# Who makes a 27.5+ Carbon Hardtail?



## Zirkel (Apr 15, 2004)

Looking for a dedicated *27.5+* (NOT a 29 that accepts 27.5+) carbon hardtail *TRAIL* bike (NOT XC race bike). Built for/with a 140mm travel front shock. Will accept 2.8-3.0 wide tires.

Who makes this bike?

Thanks!


----------



## MattSPL (Dec 28, 2021)

Would the Spot Rocker be suitable? Just reading about it today.








Rocker SS


Rocker 27.5+ occupies that sweet spot halfway between fat bikes and cross-country bikes. Whatever the season or trail, the Rocker SS 27.5+ is mountain biking rock-n-roll boiled down to its purest essence.




spotbikes.com


----------



## ocnLogan (Aug 15, 2018)

The Diamondback Sync’r comes in Carbon.

Not sure about actual 3.0in tire clearance, but afaik the 2.8’s should fit just fine.


----------



## Funoutside (Jul 17, 2019)

MattSPL said:


> Would the Spot Rocker be suitable? Just reading about it today.
> 
> 
> 
> ...


The Rocker sits between trail & xc. Hardtail Party has a good review of it.


----------



## MattSPL (Dec 28, 2021)

Funoutside said:


> The Rocker sits between trail & xc. Hardtail Party has a good review of it.

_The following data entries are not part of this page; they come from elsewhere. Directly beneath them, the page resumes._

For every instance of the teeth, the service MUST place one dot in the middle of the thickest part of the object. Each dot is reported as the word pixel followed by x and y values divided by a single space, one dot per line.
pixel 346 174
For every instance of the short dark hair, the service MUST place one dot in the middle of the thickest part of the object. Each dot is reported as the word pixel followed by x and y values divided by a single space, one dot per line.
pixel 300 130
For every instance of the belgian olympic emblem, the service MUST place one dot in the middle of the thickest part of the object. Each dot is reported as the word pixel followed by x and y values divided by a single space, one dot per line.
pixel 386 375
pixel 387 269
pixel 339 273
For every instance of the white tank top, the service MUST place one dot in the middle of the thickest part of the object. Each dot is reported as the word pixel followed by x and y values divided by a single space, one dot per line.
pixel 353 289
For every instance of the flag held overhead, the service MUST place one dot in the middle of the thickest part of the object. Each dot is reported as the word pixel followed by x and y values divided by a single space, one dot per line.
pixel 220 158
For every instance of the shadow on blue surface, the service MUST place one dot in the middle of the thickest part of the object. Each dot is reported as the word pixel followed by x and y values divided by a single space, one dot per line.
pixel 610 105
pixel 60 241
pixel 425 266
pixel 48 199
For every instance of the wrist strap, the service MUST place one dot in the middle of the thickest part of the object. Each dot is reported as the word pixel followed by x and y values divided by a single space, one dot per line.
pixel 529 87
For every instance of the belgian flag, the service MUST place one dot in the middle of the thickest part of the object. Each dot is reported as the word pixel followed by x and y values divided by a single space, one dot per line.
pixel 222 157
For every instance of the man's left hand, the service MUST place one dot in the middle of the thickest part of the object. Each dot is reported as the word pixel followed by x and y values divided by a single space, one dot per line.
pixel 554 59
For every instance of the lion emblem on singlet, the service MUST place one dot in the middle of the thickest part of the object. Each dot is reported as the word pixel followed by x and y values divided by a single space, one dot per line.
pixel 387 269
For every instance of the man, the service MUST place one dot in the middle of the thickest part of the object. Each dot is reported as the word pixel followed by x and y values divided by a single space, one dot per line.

It looks great, butthe top spec geared model would cost a fortune after shipping and taxes for me in Ireland.


----------



## mack_turtle (Jan 6, 2009)

Honest question: what's the difference between a 27.5"+ specific bike and a 29" bike?


----------



## numbnuts (Apr 20, 2006)

Zirkel said:


> Looking for a dedicated *27.5+* (NOT a 29 that accepts 27.5+) carbon hardtail *TRAIL* bike (NOT XC race bike). Built for/with a 140mm travel front shock. Will accept 2.8-3.0 wide tires.
> 
> Who makes this bike?
> 
> Thanks!


why not a 29 that can take 27.5 plus?


----------



## Oogie (Jun 9, 2021)

Big honzo CR


----------



## Oogie (Jun 9, 2021)

numbnuts said:


> why not a 29 that can take 27.5 plus?


I am also looking for a dedicated 27.5+ bike but probably not in carbon. The issue is that frames I see can clear 27.5x3 also clear 29x2.6 and are optimized for 29" tires and the bb is just too low for chunky desert exploring.


----------



## gdb85 (Mar 4, 2017)

Oogie said:


> Big honzo CR


Have one of these, put it together last March. Ran it as a 29er x 2.35 most of the year, felt good. Just put a -1 degree angle headset and a 27.5+ rear wheel/tire to slacken it a bit. I'll let ya know in May how it worked out...


----------



## o0STEREO0o (2 mo ago)

Zirkel said:


> Looking for a dedicated *27.5+* (NOT a 29 that accepts 27.5+) carbon hardtail *TRAIL* bike (NOT XC race bike). Built for/with a 140mm travel front shock. Will accept 2.8-3.0 wide tires.
> 
> Who makes this bike?
> 
> Thank





Zirkel said:


> Looking for a dedicated *27.5+* (NOT a 29 that accepts 27.5+) carbon hardtail *TRAIL* bike (NOT XC race bike). Built for/with a 140mm travel front shock. Will accept 2.8-3.0 wide tires.
> 
> Who makes this bike?
> 
> Thanks!


Kona Big Honzo DL always has good reviews and is good value for price.
I think the Specialized Fuse has 27.5+ model.


----------



## numbnuts (Apr 20, 2006)

o0STEREO0o said:


> Kona Big Honzo DL always has good reviews and is good value for price.
> I think the Specialized Fuse has 27.5+ model.


Spot rocker !!!!


----------